Yep. Timmy Geithner has his fingers in the salary pie. Do you think this applies just to Wall Street?

It doesn't. There are at least three banks in Colorado who are taking TARP funds. There are going to be more companies doing that. How many employees are there in those banks?

And the corker? These banks didn't even need the bailout money. So they have literally - if this bill passes into law - so they have literally given away the bank.

And the House Republican Whip voted "Present".

What a gutless excuse for a "leader". Here is Cantor's pathetic reasoning:

Cantor votes present on bonus bill

In a statement, Cantor said he voted present because his wife works for an institution that could be affected by the legislation. He also criticized the bill as a “misguided” intrusion by the federal government into the private sector.

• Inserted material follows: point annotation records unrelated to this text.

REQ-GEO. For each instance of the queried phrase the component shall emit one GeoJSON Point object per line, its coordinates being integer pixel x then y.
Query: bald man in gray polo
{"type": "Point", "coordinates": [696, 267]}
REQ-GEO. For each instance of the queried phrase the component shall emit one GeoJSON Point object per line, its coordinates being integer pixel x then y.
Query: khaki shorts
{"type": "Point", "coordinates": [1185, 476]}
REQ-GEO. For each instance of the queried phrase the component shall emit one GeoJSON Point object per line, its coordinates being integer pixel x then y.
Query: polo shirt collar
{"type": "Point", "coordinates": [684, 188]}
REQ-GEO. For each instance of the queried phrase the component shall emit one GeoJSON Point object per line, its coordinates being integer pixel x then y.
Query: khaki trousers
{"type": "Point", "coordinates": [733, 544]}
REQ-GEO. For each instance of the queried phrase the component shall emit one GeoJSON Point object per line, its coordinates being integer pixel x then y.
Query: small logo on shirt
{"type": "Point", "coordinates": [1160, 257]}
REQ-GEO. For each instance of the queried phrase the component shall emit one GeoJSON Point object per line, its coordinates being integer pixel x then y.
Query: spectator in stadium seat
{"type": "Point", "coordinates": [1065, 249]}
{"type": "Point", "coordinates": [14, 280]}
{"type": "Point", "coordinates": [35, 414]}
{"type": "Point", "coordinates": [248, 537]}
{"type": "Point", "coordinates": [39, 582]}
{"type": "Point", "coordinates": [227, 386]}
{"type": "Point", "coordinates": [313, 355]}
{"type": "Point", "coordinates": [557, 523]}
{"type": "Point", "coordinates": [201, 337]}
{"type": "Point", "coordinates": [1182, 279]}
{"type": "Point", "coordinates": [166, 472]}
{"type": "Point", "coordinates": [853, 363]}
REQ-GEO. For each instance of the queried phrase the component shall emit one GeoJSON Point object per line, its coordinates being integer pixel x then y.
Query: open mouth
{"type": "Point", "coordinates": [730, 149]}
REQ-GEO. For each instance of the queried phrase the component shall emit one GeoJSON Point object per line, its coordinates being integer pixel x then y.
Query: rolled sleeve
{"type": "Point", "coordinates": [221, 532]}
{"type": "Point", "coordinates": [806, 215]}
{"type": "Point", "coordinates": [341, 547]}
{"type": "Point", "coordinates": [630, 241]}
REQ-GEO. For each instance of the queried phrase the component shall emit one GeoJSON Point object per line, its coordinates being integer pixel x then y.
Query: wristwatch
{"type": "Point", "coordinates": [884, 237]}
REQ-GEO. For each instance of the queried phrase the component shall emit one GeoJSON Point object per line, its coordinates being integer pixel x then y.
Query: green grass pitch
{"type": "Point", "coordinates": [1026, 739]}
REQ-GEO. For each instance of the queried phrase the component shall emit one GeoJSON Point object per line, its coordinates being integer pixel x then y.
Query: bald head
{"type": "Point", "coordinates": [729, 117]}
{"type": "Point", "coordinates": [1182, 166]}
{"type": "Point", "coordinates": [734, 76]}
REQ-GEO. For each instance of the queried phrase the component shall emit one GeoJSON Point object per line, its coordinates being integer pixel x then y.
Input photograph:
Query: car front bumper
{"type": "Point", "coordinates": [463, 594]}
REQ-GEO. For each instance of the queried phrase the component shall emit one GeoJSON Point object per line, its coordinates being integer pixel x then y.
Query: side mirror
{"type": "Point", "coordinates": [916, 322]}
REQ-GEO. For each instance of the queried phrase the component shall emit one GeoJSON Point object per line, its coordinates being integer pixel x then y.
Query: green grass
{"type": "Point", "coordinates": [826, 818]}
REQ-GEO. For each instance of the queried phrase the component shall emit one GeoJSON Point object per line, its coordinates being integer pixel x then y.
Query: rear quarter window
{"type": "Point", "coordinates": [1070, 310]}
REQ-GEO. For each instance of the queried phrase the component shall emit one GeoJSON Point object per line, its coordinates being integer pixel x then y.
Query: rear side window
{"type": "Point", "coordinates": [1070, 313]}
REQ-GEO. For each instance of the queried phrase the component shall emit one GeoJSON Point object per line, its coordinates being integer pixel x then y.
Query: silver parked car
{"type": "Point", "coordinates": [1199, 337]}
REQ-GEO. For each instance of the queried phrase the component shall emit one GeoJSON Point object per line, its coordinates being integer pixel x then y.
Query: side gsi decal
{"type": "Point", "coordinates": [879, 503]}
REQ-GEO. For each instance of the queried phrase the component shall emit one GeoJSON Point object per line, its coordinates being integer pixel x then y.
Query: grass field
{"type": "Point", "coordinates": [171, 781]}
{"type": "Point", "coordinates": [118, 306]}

“This misguided bill gives the federal government unprecedented new power to dictate compensation levels for private citizens employed by companies,” Cantor said in the statement.

See? He knows how far this thing can go.

How about this:

Diana F. Cantor runs a Virginia-based subsidiary of New York Private Bank and Trust, according to ProPublica, a non-partisan investigative journalism organization. The New York bank received $267.2 million from the U.S. Treasury’s Troubled Asset Relief Program on Jan. 9.

His wife's position with this bank didn't keep Cantor from voting for the punitive and confiscatory taxation on those bonuses. Why does he think that is not a 'misguided' intrusion?

Does he really think we are all that stupid? Are we? Are we going to buy into this nonsense? Are you?